From the February 2012 issue of Investment Advisor • Subscribe!

Two Minutes to Midnight

If you take a long-term view, this will be just another blip on the radar screen

Out with the old, in with the new. The Museum of American Finance was a particularly appropriate setting for the roundtable discussion on succession planning detailed in this month’s cover story. One couldn’t help but wonder if the advisory business would one day end up as dusty pictures down darkened hallways visited by bored schoolchildren once every few years (metaphorically speaking, of course. The Museum of American Finance is a fine institution; airy and inviting).

The “Doomsday Clock” urgency that meets the ever-advancing average age of the advisor illustrates the problem. A much-trumpeted report in 2010 from Cerulli Associates found the average age to be 49. But it was the following statistics from the Boston-based research firm that got everyone’s attention—less than 25% of all advisors are under the age of 40, and only 5.6% of advisors are under 30.

“As the Baby Boom advisors retire, the financial advisory industry runs the risk of not being able to meet investor demand,” Cerulli analysts wrote in one of the more obvious interpretations of the data. When aggregated from the 1970s to 2008, Cerulli’s data found that wirehouses and insurance firms are still the most common sources of new advisors, with 29% of new advisors coming from the wirehouses and 26% from insurers. It doesn’t account for the wirehouse exodus post-2008, but it’s revealing nonetheless.

I recently asked TD Ameritrade Institutional head Tom Bradley, a roundtable participant, why, given new regulation, commission-based cold calling, market uncertainty, the fiduciary question and the lack of mentoring support, any young person would see a future in the advice-driven model.

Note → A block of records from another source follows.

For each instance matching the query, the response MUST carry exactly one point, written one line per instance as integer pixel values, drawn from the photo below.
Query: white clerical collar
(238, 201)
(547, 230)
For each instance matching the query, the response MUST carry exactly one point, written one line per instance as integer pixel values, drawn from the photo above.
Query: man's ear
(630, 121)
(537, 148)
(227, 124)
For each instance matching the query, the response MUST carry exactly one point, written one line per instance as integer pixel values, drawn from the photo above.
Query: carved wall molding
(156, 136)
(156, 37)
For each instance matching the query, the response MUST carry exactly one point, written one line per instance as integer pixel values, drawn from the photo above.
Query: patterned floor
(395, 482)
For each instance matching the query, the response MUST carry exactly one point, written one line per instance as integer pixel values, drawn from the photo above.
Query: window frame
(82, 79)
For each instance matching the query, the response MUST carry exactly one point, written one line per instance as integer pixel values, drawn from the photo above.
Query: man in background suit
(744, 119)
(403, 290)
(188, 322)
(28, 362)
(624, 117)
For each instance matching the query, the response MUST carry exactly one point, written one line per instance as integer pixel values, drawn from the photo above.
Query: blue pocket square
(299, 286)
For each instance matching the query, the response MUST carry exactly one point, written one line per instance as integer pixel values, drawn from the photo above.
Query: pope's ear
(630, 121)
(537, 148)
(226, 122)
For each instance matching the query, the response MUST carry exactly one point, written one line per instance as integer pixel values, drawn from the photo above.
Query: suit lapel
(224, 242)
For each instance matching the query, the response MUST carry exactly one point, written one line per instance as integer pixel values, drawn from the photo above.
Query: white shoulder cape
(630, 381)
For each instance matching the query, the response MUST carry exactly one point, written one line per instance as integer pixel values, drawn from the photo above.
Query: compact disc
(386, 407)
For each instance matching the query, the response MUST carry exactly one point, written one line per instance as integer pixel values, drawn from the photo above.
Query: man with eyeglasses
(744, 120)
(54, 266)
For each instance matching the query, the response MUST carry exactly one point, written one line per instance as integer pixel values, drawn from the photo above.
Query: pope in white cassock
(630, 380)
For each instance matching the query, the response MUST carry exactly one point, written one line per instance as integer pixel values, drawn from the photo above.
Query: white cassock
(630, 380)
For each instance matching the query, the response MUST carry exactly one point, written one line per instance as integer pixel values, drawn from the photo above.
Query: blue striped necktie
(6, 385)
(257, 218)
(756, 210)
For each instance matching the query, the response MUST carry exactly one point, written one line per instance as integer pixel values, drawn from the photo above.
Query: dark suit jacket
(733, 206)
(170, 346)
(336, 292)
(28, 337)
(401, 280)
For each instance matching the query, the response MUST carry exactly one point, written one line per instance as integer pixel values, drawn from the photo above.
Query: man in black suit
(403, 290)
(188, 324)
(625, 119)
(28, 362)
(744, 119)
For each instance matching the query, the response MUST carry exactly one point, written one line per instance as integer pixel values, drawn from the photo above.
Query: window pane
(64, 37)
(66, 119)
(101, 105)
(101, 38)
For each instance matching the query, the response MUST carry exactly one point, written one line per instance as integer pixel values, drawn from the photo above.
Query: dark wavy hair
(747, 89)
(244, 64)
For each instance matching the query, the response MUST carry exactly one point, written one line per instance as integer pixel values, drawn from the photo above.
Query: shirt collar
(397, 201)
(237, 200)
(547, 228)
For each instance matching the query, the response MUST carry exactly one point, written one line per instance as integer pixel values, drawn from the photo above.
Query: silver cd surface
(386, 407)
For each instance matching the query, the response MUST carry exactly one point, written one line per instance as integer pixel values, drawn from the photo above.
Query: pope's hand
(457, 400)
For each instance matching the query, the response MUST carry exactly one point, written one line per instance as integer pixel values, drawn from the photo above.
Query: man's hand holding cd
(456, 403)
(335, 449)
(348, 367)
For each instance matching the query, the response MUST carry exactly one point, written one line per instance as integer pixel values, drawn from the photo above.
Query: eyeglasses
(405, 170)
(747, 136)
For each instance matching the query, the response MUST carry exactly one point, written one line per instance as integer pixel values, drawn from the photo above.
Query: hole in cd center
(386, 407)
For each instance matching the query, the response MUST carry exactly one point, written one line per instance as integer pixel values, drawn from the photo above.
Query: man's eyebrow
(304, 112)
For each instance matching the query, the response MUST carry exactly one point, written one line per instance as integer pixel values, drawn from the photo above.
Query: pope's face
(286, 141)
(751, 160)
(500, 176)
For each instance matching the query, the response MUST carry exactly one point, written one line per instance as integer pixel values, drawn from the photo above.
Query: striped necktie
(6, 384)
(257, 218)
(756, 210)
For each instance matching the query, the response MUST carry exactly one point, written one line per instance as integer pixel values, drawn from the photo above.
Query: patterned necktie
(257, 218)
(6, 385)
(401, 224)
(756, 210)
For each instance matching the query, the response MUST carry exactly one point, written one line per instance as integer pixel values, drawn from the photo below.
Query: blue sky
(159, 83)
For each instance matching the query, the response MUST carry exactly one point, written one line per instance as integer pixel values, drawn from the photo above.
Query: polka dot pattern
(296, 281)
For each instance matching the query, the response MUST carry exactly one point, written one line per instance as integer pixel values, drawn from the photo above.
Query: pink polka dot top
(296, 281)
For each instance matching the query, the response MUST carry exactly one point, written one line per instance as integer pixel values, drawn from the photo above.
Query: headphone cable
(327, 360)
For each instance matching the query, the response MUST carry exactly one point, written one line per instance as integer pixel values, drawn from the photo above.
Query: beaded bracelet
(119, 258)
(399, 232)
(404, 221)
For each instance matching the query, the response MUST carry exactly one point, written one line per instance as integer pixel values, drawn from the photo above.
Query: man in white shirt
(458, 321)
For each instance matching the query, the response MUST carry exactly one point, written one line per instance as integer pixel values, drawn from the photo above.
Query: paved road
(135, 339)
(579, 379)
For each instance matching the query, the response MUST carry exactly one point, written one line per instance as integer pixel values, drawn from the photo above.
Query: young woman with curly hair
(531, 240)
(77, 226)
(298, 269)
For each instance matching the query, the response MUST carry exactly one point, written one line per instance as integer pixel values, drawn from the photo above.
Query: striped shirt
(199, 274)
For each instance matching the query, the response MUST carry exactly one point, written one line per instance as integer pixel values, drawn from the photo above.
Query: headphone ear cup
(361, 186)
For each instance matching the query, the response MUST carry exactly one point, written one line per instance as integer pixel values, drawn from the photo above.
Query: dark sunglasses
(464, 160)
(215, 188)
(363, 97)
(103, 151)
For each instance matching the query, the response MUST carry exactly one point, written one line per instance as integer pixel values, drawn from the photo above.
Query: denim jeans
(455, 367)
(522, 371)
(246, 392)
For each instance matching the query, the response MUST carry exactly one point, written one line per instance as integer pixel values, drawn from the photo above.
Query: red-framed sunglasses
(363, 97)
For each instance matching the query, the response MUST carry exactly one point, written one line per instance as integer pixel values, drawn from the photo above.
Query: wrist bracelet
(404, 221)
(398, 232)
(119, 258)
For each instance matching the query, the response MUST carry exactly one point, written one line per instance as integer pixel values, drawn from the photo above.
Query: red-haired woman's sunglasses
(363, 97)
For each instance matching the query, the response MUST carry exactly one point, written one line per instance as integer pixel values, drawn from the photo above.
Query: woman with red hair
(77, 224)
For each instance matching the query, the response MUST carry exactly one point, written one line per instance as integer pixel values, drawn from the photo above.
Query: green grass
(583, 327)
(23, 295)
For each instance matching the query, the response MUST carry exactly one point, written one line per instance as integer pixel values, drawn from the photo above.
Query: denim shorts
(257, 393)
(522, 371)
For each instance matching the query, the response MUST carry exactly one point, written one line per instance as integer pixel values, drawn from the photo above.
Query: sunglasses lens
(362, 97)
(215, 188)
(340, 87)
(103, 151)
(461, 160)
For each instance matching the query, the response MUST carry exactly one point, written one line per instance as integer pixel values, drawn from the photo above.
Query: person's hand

“The first thing I would say to a young person is that investors always come back to the market,” Bradley answered. “The allure of the gains that can be had are simply too great. I saw it after the crash of 1987 and multiple other mini-crashes since then. When you’re in those down periods, it always seems to be so difficult and so dark. But the bottom line is that if you take a long-term view, this will be just another blip on the radar screen.”

A radar blip or a dark and dusty museum; it’s up to us to choose the eventual metaphor. But with roundtable discussions like the one featured this month, the conversation has begun.